London, UK, 05 May 2021
ProCredit Holding (PCZ): Well-positioned for further loan book expansion
ProCredit Holding (PCB) posted a c 21% EPS decline to €0.70 in FY20, but we believe it has navigated the COVID-19 crisis well, with strong 9.5% y-o-y growth in the loan book (driven mainly by investment and green loans), a 57bp cost of risk in FY20 (below its closest peers) and a solid capital base with the end-2020 CET-1 ratio at 13.3% (vs a regulatory requirement of 8.2%) and total capital ratio of 14.7% (12.6%). We believe the bank is well-positioned to continue growing its loan book by c 10% pa, in line with its target. Gradually declining loss allowances, and fee and commission income rebounding to pre-COVID-19 levels should help PCB reach its mid-term ROE target of 10%, which we model in FY23.

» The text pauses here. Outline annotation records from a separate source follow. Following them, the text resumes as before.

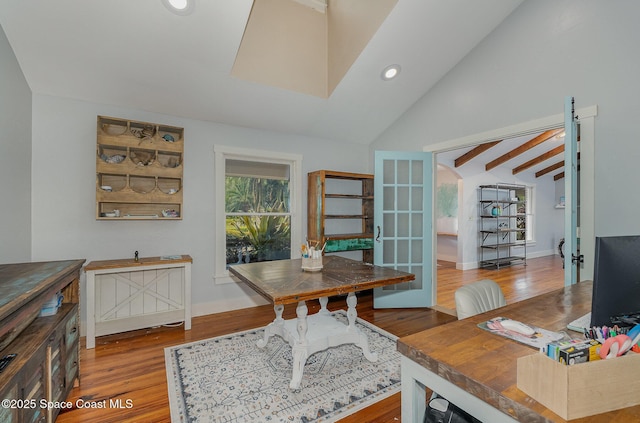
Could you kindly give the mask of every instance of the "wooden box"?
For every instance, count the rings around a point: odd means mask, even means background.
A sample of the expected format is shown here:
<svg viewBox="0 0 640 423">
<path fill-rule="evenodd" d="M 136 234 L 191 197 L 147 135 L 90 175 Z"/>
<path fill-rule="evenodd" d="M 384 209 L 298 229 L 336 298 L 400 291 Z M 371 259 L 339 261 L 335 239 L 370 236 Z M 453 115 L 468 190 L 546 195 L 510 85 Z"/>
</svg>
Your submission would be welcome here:
<svg viewBox="0 0 640 423">
<path fill-rule="evenodd" d="M 640 404 L 640 354 L 567 366 L 544 354 L 518 359 L 518 389 L 565 420 Z"/>
</svg>

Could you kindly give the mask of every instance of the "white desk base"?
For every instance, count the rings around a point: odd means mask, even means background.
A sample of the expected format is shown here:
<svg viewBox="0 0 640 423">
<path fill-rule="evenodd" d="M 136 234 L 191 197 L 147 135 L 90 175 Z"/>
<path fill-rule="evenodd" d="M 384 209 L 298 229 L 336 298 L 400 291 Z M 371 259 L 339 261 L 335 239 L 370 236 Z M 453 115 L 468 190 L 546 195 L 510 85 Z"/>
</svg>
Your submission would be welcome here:
<svg viewBox="0 0 640 423">
<path fill-rule="evenodd" d="M 177 278 L 172 272 L 179 272 Z M 86 273 L 87 349 L 95 348 L 96 336 L 180 321 L 185 330 L 191 329 L 190 262 L 167 260 Z M 110 279 L 103 283 L 104 276 Z"/>
<path fill-rule="evenodd" d="M 402 422 L 422 423 L 427 406 L 426 388 L 487 423 L 518 423 L 473 394 L 438 376 L 406 356 L 400 357 L 402 378 Z"/>
<path fill-rule="evenodd" d="M 293 377 L 289 384 L 291 389 L 300 387 L 307 358 L 318 351 L 343 344 L 355 344 L 362 349 L 367 360 L 378 360 L 378 355 L 369 350 L 367 336 L 355 325 L 357 317 L 355 293 L 350 292 L 347 296 L 348 325 L 331 316 L 327 310 L 329 301 L 327 297 L 322 297 L 319 301 L 320 310 L 311 316 L 307 316 L 307 304 L 300 301 L 296 308 L 297 318 L 290 320 L 282 318 L 284 305 L 276 305 L 274 307 L 276 319 L 267 325 L 264 338 L 257 343 L 258 347 L 263 348 L 267 345 L 269 338 L 278 335 L 291 345 L 293 354 Z"/>
</svg>

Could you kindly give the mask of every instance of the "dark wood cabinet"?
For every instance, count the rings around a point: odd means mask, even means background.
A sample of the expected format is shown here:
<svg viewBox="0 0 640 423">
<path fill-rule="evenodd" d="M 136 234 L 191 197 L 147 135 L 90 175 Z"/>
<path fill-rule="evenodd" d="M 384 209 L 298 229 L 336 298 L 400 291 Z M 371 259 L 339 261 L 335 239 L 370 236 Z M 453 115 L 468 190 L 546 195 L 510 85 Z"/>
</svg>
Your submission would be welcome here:
<svg viewBox="0 0 640 423">
<path fill-rule="evenodd" d="M 317 170 L 308 183 L 309 243 L 325 253 L 362 250 L 373 263 L 373 175 Z"/>
<path fill-rule="evenodd" d="M 78 283 L 84 260 L 0 265 L 0 356 L 16 354 L 0 373 L 2 422 L 53 422 L 79 384 Z M 57 292 L 63 304 L 38 316 Z M 27 325 L 20 317 L 30 319 Z M 19 328 L 16 329 L 16 328 Z"/>
</svg>

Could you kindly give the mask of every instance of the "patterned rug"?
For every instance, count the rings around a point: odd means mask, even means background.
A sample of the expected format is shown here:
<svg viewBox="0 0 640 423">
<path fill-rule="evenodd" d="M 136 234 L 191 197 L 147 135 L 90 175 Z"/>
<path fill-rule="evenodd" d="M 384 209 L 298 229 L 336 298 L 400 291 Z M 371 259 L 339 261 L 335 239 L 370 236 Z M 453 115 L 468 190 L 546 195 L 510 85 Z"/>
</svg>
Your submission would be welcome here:
<svg viewBox="0 0 640 423">
<path fill-rule="evenodd" d="M 332 312 L 347 322 L 346 312 Z M 378 361 L 352 344 L 313 354 L 300 389 L 289 389 L 293 357 L 264 328 L 165 348 L 172 422 L 335 422 L 400 391 L 396 337 L 358 318 Z"/>
</svg>

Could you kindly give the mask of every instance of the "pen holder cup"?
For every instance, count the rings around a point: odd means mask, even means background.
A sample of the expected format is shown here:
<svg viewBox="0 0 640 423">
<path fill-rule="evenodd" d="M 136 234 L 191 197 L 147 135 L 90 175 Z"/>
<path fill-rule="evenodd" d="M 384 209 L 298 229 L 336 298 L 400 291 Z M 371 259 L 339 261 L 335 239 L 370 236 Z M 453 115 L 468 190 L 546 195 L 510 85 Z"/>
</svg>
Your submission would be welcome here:
<svg viewBox="0 0 640 423">
<path fill-rule="evenodd" d="M 302 270 L 306 272 L 319 272 L 322 270 L 322 257 L 302 258 Z"/>
</svg>

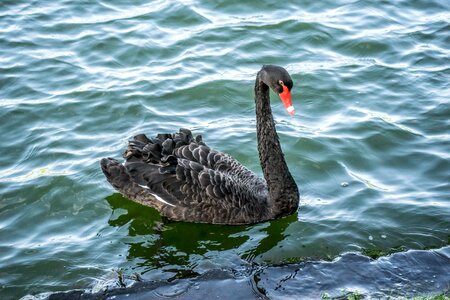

We have valued PCB's shares using a P/BV-ROE approach. Our fair P/BV multiple of 0.90x used in the valuation is the average of a multiple derived from a capital asset pricing model of 1.05x and a ratio implied by a regression line based on FY20 figures for peers and PCB of 0.75x. We arrive at a fair value of €11.20 per share (vs our previous fair value of €8.00/share), mostly on the back of reduced country risk premiums and bringing the valuation forward to FY21.